Leslie Buentello, 17, was sitting around her house Tuesday evening, more or less doing homework, when a serious case of boredom — compounded by the munchies — set in. So she decided to text her friend Isabel, a classmate at Mount Pleasant High School.
“i bought the marshmallows,” she said, thumbing the keyboard of her cell phone nonchalantly. “hee hee.”
“fersuuuure,” came back the immediate reply. “i m eating my yummy soup.”
“i m eating my chili cheese fries,” Leslie replied. “life is good.”
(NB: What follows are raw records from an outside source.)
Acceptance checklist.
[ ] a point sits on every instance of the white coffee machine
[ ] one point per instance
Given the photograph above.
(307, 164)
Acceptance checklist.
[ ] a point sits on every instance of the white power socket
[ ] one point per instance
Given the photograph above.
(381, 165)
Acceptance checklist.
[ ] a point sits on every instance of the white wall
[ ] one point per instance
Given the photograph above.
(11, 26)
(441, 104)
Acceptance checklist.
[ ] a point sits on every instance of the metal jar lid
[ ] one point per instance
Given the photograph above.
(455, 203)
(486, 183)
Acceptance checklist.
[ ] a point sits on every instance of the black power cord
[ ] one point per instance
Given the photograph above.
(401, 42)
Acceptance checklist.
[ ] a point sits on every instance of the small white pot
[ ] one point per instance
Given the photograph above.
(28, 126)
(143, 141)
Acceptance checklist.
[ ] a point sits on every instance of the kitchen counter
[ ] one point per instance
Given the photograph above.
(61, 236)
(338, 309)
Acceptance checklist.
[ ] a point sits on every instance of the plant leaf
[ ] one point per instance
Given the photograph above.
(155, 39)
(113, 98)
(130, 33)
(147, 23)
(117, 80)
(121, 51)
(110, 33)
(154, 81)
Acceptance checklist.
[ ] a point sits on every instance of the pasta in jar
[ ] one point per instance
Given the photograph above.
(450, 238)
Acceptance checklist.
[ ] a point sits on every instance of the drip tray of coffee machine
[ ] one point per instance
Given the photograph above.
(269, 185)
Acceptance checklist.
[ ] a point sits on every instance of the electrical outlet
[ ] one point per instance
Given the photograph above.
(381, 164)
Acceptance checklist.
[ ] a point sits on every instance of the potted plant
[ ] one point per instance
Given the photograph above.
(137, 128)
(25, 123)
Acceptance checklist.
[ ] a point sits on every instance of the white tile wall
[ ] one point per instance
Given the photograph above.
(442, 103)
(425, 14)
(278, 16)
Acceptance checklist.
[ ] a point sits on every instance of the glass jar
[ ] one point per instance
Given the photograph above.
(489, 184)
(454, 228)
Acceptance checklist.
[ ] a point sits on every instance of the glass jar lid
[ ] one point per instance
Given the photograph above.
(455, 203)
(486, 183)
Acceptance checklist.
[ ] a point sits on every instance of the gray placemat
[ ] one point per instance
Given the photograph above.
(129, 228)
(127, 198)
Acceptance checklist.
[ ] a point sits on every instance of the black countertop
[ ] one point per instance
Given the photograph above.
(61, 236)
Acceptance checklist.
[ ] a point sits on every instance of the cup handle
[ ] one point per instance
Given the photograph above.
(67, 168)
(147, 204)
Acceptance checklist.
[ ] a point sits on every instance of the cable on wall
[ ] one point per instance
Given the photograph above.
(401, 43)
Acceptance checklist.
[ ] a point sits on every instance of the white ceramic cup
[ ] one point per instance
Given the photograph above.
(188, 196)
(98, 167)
The survey found that 75 percent of teens own cell phones: 88 percent use their phones to text. One in three texters sends more than 100 text messages a day with girls texting at nearly three times the rate of boys.
The reporter asked Nick Ben, a junior, if he’d “ever tried to take advantage of his parents’ disdain for texting, asking to stay out late by sending a text he figured they wouldn’t read for hours?”
“Actually, I hadn’t really thought about that,” he said. “But now that you brought it up, it’s a good idea.”
San Jose Unified now lets students carry cell phones but insists that they be turned off in class. That’s hard to enforce as more teens develop the ability to type text messages underneath their desks.
“Not all kids are able to text without looking at their phone,” Nick said sorrowfully, as if he were describing a serious disability. “That’s how some teachers are able to spot texting.”
Back when dinosaurs roamed the earth, I used to read under my desk during class.